On sait en effet que le mode d’accouchement – par césarienne ou par voie basse (vagin)- a une influence importante sur le microbiote intestinal. En passant par les voies naturelles, le nouveau-né est en effet en contact avec la flore vaginale de sa mère, qui contient de “bonnes” bactéries intéressantes pour la santé. Un bébé né par césarienne ne bénéficie pas de ce premier “ensemencement”, les premiers microbes qu’il rencontre sont plutôt ceux présents sur la peau de sa mère ou dans l’environnement hospitalier.

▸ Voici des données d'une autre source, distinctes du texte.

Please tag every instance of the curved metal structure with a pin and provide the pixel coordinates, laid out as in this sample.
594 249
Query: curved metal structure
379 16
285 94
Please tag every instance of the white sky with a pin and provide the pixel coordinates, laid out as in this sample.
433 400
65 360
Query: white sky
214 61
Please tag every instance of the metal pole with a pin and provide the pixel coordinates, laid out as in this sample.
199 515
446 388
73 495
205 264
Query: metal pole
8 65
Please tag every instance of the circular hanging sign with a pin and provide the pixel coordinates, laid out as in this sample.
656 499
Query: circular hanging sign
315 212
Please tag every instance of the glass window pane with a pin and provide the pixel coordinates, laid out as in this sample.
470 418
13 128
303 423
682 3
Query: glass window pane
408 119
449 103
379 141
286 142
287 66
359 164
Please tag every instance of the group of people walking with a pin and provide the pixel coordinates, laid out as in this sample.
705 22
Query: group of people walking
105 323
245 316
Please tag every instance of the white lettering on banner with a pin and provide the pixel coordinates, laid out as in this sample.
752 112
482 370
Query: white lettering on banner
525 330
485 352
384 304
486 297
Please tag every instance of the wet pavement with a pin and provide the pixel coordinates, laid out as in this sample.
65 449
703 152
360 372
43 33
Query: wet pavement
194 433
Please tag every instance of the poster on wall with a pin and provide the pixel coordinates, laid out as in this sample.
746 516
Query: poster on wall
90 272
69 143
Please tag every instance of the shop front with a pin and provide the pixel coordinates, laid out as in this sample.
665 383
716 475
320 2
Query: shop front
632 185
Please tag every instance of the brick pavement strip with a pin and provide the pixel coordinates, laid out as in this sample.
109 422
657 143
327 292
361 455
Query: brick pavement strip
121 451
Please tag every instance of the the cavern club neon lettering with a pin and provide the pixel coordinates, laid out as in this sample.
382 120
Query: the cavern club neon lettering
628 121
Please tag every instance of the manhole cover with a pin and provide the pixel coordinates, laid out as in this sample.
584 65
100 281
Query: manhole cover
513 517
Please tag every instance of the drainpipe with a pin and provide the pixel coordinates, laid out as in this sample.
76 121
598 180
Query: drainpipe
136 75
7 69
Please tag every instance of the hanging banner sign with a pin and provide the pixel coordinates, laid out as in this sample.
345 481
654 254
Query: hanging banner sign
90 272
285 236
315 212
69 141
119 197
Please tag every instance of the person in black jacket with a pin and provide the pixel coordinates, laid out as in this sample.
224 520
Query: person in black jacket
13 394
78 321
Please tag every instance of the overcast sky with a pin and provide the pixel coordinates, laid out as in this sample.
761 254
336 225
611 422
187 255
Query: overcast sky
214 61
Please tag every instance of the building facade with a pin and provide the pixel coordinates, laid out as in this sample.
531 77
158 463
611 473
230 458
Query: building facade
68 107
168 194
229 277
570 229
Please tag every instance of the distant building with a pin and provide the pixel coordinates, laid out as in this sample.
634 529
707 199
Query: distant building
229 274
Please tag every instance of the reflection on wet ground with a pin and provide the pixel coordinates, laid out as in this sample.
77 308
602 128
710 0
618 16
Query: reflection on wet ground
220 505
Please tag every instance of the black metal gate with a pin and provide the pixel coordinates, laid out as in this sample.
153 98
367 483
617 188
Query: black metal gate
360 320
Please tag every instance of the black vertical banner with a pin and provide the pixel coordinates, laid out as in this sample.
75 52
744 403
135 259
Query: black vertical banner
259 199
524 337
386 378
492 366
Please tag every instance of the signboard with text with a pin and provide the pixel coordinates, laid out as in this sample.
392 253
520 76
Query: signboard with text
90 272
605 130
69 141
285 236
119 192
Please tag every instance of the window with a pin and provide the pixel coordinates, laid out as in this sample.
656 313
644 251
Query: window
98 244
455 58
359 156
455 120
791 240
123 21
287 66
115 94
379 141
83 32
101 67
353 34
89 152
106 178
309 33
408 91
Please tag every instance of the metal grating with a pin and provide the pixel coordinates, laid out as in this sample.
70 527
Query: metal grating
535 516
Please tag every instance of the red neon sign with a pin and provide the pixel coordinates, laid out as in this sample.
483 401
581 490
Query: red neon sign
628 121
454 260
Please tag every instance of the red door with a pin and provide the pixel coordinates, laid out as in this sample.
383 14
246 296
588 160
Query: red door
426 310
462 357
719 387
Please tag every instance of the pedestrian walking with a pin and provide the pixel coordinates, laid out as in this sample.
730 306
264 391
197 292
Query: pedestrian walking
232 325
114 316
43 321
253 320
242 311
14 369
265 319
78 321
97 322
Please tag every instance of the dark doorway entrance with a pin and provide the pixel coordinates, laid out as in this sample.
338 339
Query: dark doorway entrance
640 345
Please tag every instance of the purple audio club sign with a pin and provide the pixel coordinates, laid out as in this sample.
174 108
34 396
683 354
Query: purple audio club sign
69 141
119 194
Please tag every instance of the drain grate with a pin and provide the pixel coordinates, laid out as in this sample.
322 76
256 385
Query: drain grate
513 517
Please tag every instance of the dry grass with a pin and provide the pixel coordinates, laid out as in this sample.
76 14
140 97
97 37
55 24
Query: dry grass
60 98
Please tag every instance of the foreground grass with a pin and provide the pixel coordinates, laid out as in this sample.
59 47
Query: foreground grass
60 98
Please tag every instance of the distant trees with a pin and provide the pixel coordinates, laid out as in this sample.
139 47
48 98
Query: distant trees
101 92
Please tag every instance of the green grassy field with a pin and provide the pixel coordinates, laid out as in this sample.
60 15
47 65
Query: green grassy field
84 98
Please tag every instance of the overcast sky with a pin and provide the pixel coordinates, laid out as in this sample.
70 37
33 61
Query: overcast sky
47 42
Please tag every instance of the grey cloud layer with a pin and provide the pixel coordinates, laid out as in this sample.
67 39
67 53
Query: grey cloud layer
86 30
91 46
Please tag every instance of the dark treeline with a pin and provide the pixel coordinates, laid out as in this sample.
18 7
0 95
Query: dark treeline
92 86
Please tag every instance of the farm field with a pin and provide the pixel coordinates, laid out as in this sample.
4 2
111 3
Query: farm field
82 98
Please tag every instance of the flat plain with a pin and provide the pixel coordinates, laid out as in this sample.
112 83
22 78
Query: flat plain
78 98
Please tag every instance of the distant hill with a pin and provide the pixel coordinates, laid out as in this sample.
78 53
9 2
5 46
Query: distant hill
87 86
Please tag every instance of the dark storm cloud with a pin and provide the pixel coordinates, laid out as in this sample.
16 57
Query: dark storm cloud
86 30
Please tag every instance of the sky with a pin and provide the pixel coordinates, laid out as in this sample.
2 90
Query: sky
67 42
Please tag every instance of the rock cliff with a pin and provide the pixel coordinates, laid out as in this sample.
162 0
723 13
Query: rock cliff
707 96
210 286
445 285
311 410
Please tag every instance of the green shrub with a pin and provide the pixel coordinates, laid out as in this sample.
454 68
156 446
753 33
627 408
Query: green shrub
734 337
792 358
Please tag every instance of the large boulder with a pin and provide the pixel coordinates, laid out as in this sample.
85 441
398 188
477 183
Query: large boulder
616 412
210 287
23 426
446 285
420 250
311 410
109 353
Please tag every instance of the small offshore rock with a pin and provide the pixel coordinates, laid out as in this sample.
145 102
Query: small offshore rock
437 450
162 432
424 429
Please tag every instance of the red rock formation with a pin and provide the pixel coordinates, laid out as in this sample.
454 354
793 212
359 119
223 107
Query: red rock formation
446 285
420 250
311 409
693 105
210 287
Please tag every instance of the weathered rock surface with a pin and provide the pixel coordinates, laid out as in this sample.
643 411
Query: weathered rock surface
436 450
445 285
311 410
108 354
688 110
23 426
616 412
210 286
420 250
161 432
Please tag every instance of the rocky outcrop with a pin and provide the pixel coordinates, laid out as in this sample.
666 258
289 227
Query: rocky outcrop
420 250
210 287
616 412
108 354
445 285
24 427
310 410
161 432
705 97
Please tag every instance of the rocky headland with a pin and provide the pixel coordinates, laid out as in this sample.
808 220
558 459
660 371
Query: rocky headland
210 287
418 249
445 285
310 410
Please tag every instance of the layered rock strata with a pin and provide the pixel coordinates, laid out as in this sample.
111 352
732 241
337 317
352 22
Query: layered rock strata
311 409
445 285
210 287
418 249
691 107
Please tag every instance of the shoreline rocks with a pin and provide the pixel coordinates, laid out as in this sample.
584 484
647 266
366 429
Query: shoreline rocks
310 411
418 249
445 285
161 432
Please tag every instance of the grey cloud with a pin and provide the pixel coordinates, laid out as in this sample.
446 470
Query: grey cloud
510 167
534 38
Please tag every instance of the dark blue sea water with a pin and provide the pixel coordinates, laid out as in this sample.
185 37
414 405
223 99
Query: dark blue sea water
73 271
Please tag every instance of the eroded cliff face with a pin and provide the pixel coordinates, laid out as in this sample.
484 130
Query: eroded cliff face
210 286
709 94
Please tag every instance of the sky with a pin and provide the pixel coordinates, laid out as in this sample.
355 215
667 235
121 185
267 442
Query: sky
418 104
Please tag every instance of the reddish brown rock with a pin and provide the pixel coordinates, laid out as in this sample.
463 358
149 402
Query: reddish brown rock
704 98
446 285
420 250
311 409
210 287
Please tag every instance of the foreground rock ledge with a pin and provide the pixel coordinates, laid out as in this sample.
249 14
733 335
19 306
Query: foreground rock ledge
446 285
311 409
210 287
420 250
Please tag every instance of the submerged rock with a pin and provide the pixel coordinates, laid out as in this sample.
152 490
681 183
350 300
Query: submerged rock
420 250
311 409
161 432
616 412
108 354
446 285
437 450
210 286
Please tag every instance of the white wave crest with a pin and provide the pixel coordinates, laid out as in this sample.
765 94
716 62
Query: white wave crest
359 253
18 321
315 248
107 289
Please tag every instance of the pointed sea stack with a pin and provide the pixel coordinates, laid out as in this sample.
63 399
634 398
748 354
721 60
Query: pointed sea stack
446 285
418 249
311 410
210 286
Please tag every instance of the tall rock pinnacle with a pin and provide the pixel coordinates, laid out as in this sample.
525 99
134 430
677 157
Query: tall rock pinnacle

C’est justement cette différence qui expliquerait en partie pourquoi certains enfants sont plus réceptifs que d’autres aux nombreuses vaccinations pratiquées durant l’enfance. Les enfants nés par voie basse produiraient ainsi plus d’anticorps en réponse à un vaccin que ceux nés par césarienne.

C’est du moins ce qu’ont observé des chercheurs hollandais concernant le vaccin contre les infections invasives à pneumocoque ainsi que celui contre le méningocoque du groupe C, bactérie responsable de méningites.

L’équipe de recherche a ainsi évalué l’association entre le mode d’accouchement, le développement du microbiote intestinal au cours de la première année de vie (via l’analyse des selles) et les réponses en anticorps spécifiques suite à l’administration de ces deux vaccins. Pour le vaccin contre le pneumocoque, l’étude a inclus 101 nourrissons de 12 mois au moment de la vaccination, et 66 nourrissons de 18 mois pour le vaccin contre le méningocoque de type C. Les concentrations en anticorps ont été mesurées via un prélèvement salivaire lors d’examens de routine chez les tout-petits.

Des résultats en faveur de l’usage de probiotiques ou de greffes fécales

Dans un premier temps, les chercheurs ont constaté que la composition du microbiote intestinal des nourrissons nés par césarienne était significativement différente de celle des nourrissons nés par voie basse. Ces derniers avaient des concentrations plus élevées de bactéries Bifidobacterium et Escherichia coli (une souche non pathogène ici), et des niveaux plus faibles de bactéries Enterococcus faecium et Klebsiella, et ce de la naissance jusqu’à l’âge de deux mois.

Cette abondance de bactéries Bifidobacterium et E. coli durant les premières semaines de vie des nourrissons a été associée à des réponses anticorps environ deux fois plus élevées à la vaccination antipneumococcique à l’âge de 12 mois, et à la à la vaccination contre le méningocoque à 18 mois. L’accouchement par voie vaginale serait donc un atout important concernant l’efficacité des vaccins administrés durant la petite enfance.

Concernant le mode d’action expliquant cette étrange corrélation, il semble venir de la production d’acides gras particuliers par les bactéries intestinales, qui pousseraient le système immunitaire à s’activer.

Les auteurs de l’étude indiquent que des méthodes pour améliorer le microbiote intestinal des bébés nés par césarienne sont à l’étude, telles que l’administration de probiotiques ou la greffe de microbiote fécal maternel. Ils appellent à continuer les investigations concernant ces méthodes, au vu des potentiels bénéfices en termes d’efficacité vaccinale. D’autres approches, par exemple l’ajout de rappels vaccinaux pour les bébés nés par césarienne, ou l’administration des acides gras produits par ces “bonnes” bactéries manquantes, gagneraient également à être explorées.